No sabría decir cual es la razón exacta por lo que me cuento tan vacía, tan inútil, tan estúpida. Sé que las cosas me superan, que soy la gota que siempre colma el vaso. Me ahogo con mi propia respiración, me falta el aire, y nada mejora. Todo irá mejor, las cosas acaban mejorando tarde a temprano. Ya no sé si creer que eso es cierto. Cuando me miro al espejo me doy pena, asco. Lo único que se me da bien es llorar. Escribo por no reventarme los nudillos y ya ni eso. La almohada está harta de mis lloreras a las cinco de la mañana.
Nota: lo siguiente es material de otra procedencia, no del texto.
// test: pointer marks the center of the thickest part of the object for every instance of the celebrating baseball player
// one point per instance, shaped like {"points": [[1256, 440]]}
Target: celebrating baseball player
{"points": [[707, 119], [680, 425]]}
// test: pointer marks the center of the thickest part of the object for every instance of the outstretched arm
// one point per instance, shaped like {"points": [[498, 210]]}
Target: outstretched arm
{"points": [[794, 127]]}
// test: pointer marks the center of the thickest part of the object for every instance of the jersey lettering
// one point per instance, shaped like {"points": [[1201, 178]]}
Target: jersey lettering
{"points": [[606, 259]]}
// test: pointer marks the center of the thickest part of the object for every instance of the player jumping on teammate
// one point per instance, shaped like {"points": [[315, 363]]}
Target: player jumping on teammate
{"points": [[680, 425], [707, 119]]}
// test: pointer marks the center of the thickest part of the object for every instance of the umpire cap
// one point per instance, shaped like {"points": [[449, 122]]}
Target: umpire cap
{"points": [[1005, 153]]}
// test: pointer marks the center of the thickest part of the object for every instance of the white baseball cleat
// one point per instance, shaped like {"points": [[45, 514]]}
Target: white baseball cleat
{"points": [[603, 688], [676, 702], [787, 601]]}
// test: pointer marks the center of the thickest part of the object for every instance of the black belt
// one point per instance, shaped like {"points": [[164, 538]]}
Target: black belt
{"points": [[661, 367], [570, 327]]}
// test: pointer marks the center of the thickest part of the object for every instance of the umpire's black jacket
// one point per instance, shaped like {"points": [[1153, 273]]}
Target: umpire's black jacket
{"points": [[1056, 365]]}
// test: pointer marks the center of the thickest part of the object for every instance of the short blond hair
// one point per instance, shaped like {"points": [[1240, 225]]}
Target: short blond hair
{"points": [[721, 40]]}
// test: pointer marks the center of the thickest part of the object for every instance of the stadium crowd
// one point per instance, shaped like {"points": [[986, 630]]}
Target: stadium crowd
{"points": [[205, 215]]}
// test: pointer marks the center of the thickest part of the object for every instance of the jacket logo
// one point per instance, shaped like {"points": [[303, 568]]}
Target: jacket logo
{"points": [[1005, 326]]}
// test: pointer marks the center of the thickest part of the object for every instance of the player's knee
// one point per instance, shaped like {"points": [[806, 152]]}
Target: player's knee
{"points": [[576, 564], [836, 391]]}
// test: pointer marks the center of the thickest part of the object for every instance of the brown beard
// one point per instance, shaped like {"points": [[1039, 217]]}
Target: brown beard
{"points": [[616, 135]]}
Soy la elección que nunca debiste escoger, la estúpida que se queda embobada con tu sonrisa. Darme cuenta día a día del desastre que soy, de la facilidad que tengo para dejar que las cosas se tuerzan. Poco a poco renunciar a quién más se acercaba a mi concepto de perfección porque mi manía de joder las cosas no cesa.
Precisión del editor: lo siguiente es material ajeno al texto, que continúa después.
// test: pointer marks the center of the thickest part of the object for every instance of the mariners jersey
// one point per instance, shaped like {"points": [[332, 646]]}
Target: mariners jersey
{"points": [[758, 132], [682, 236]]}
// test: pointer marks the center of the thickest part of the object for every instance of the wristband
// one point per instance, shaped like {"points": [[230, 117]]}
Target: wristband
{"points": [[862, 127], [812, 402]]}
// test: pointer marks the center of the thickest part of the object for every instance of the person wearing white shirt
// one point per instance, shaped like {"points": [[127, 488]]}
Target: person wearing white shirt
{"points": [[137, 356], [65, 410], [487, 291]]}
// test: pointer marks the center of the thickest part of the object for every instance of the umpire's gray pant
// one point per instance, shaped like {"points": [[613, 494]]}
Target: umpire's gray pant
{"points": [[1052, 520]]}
No soy ciega, tengo ojos. Me doy cuenta de las cosas, no soy tan tonta como parezco, sólo me lo hago. Mis sonrisas de día son horas llorando por la noche. He decidido no esperar nada de nadie, no dejar un resquicio de esperanza a la esperanza porque ni siquiera es lógico. Sólo dame una razón por la que merezca la pena luchar, y seré yo la primera que ponga un pie en el campo es batalla. Qué difícil es decidir cuando tu mente te dice "renuncia" y el corazón te pide a gritos un ultimo intento.
Prefiero morir de pies a vivir de rodillas. Prefiero morir a no despertar a tu lado el resto de mis días. Sin tus buenos días o tu sonrisa al otro lado de la cama.